Cela nous conduit au troisième aspect qui caractérise les enfants à savoir l’audace. Un enfant est capable d’audace. Un enfant est capable d’audace parce qu’il n’est pas encore prisonniers de tous ces carcans qui risquent de brider, plus tard, sa créativité. Dans le domaine de la peinture, par exemple, un enfant est capable de couleurs inédites. Quand il se promène, l’enfant prend souvent des chemins inattendus pour les adultes : un parapet, un joli massif de fleurs, des flaques d’eau…l’enfant est capable d’une audace – qui confine parfois à la prise de risque – parce que les conventions ne sont pas son affaire. L’audace est ce trait qui caractérise les parents qui amènent les enfants à Jésus pour qu’il les touche, à la manière des amis de l’homme paralysé qui le feront passer par le toit qu’ils auront troué pour rejoindre Jésus, a priori inaccessible au milieu d’une foule dense.

Ce sont ses audaces successives qui permettent à un enfant de grandir : oser prendre tout seul sa cuiller pour manger, même s’il en met partout ; ou, dans un autre registre, avoir l’audace d’ouvrir une Bible alors qu’on n’a pas encore cinq ans… en refusant le conformisme, l’audace nous rend plus grand et nous permet de rendre le monde plus vaste et plus intéressant. Les plus grands artistes font preuve d’audace en apportant une part personnelle à leur discipline plutôt qu’en copiant ce qui s’est fait jusque là. Ce que les uns appellent le « trait de génie », d’autres le nomment « inspiration ». Nous pouvons y voir la part que nous laissons à Dieu pour hisser notre vie hors du commun, la part que nous laissons à Dieu pour nous attirer jusqu’à lui, comme pour ces parents attirés et attirant leurs enfants jusqu’à Jésus c’est-à-dire jusqu’à un niveau d’existence qui fait de nous des êtres pleinement humains.

Le petit enfant, lui, ne cesse de connaître plus grand et plus grand encore. Et quand cette audace ne vient pas de l’enfant lui-même, il faut qu’elle vienne des stimulations de ses parents, de ses parrains marraines, de ses chefs scouts, de ses enseignants, de ses catéchètes, de tous ceux qui, d’une manière ou d’une autre, font figure d’éducateur pour eux, sont autant de portes qui s’ouvrent sur un univers plus grand. Le Royaume de Dieu est pour tous ceux qui n’ont pas fait le choix de scléroser leur existence mais restent ouverts, disponibles à autre chose que leur nombril, attentifs à une autre parole, une autre pensée que la leur.

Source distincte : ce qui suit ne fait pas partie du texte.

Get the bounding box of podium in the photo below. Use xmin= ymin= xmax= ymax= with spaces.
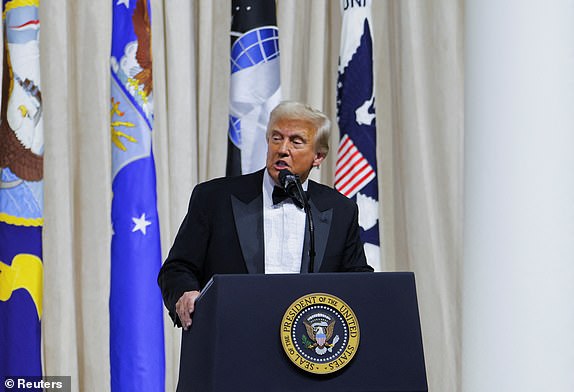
xmin=177 ymin=272 xmax=427 ymax=392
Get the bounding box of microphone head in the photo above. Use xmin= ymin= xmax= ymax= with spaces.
xmin=278 ymin=169 xmax=307 ymax=208
xmin=278 ymin=169 xmax=294 ymax=189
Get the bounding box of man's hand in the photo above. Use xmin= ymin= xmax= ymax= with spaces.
xmin=175 ymin=290 xmax=201 ymax=330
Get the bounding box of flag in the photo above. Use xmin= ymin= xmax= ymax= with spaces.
xmin=226 ymin=0 xmax=281 ymax=176
xmin=110 ymin=0 xmax=165 ymax=390
xmin=0 ymin=0 xmax=43 ymax=382
xmin=336 ymin=0 xmax=380 ymax=268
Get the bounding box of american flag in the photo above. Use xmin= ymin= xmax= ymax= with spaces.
xmin=335 ymin=134 xmax=376 ymax=198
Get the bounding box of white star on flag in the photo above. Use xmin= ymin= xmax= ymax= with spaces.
xmin=117 ymin=0 xmax=130 ymax=8
xmin=132 ymin=213 xmax=151 ymax=235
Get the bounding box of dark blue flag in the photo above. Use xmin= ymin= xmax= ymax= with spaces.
xmin=336 ymin=0 xmax=380 ymax=269
xmin=0 ymin=0 xmax=43 ymax=384
xmin=110 ymin=0 xmax=165 ymax=390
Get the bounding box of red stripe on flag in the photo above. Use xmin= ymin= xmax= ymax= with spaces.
xmin=337 ymin=136 xmax=352 ymax=155
xmin=335 ymin=150 xmax=361 ymax=178
xmin=335 ymin=134 xmax=376 ymax=197
xmin=336 ymin=156 xmax=367 ymax=186
xmin=341 ymin=168 xmax=375 ymax=197
xmin=336 ymin=160 xmax=370 ymax=191
xmin=336 ymin=141 xmax=356 ymax=163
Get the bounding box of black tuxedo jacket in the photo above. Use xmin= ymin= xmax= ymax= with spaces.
xmin=158 ymin=169 xmax=373 ymax=325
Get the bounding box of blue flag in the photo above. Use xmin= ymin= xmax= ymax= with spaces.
xmin=336 ymin=0 xmax=380 ymax=268
xmin=0 ymin=0 xmax=43 ymax=383
xmin=110 ymin=0 xmax=165 ymax=390
xmin=226 ymin=0 xmax=281 ymax=176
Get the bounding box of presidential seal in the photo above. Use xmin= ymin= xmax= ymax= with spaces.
xmin=280 ymin=293 xmax=360 ymax=374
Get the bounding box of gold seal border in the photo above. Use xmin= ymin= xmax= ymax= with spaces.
xmin=280 ymin=292 xmax=360 ymax=375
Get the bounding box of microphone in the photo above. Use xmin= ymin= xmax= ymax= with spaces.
xmin=278 ymin=169 xmax=308 ymax=208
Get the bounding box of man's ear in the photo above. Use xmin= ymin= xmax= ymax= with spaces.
xmin=312 ymin=152 xmax=326 ymax=168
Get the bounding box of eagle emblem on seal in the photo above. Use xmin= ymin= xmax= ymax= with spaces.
xmin=302 ymin=313 xmax=340 ymax=355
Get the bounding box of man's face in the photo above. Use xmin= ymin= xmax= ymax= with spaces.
xmin=266 ymin=118 xmax=325 ymax=184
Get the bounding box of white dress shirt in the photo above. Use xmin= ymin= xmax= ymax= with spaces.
xmin=262 ymin=170 xmax=308 ymax=274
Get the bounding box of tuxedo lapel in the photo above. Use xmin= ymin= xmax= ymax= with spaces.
xmin=230 ymin=171 xmax=265 ymax=274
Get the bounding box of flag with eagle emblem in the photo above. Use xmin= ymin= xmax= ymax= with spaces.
xmin=336 ymin=0 xmax=380 ymax=269
xmin=110 ymin=0 xmax=165 ymax=390
xmin=0 ymin=0 xmax=44 ymax=380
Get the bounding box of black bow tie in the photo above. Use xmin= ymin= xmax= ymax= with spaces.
xmin=272 ymin=186 xmax=290 ymax=205
xmin=272 ymin=186 xmax=307 ymax=208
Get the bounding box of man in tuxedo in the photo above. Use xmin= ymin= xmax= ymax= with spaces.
xmin=158 ymin=101 xmax=373 ymax=329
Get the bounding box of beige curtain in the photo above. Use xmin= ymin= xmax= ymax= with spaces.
xmin=38 ymin=0 xmax=463 ymax=391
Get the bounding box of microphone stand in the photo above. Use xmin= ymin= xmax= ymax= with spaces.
xmin=304 ymin=201 xmax=316 ymax=273
xmin=292 ymin=181 xmax=315 ymax=273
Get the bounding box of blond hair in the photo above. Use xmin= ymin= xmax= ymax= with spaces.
xmin=267 ymin=101 xmax=331 ymax=156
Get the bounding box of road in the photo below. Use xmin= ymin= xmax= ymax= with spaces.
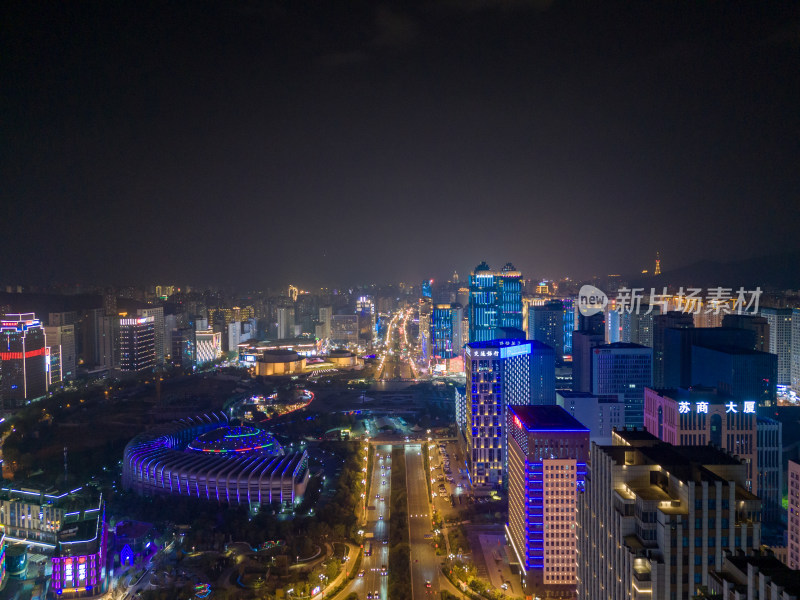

Jésus nous exhorte à ne pas nous construire nous-mêmes un royaume de Dieu, à ne pas forcer le passage vers ce que nous pensons être le paradis, mais à accueillir ce que Dieu nous offre, en terme de situations de vie, en termes de dons personnels, en termes de personnes dont nous croisons la route, en terme d’actions possibles, en termes d’engagement.

Il y a des trop plein de soi qui nous empêchent de vivre. Jésus nous recommande, quand c’est le cas, de retrouver l’esprit de l’enfant qui sommeille en nous pour retrouver l’audace propre aux enfants de Dieu. C’est alors que le Royaume de Dieu cessera d’être une chimère mais deviendra le concret de notre existence.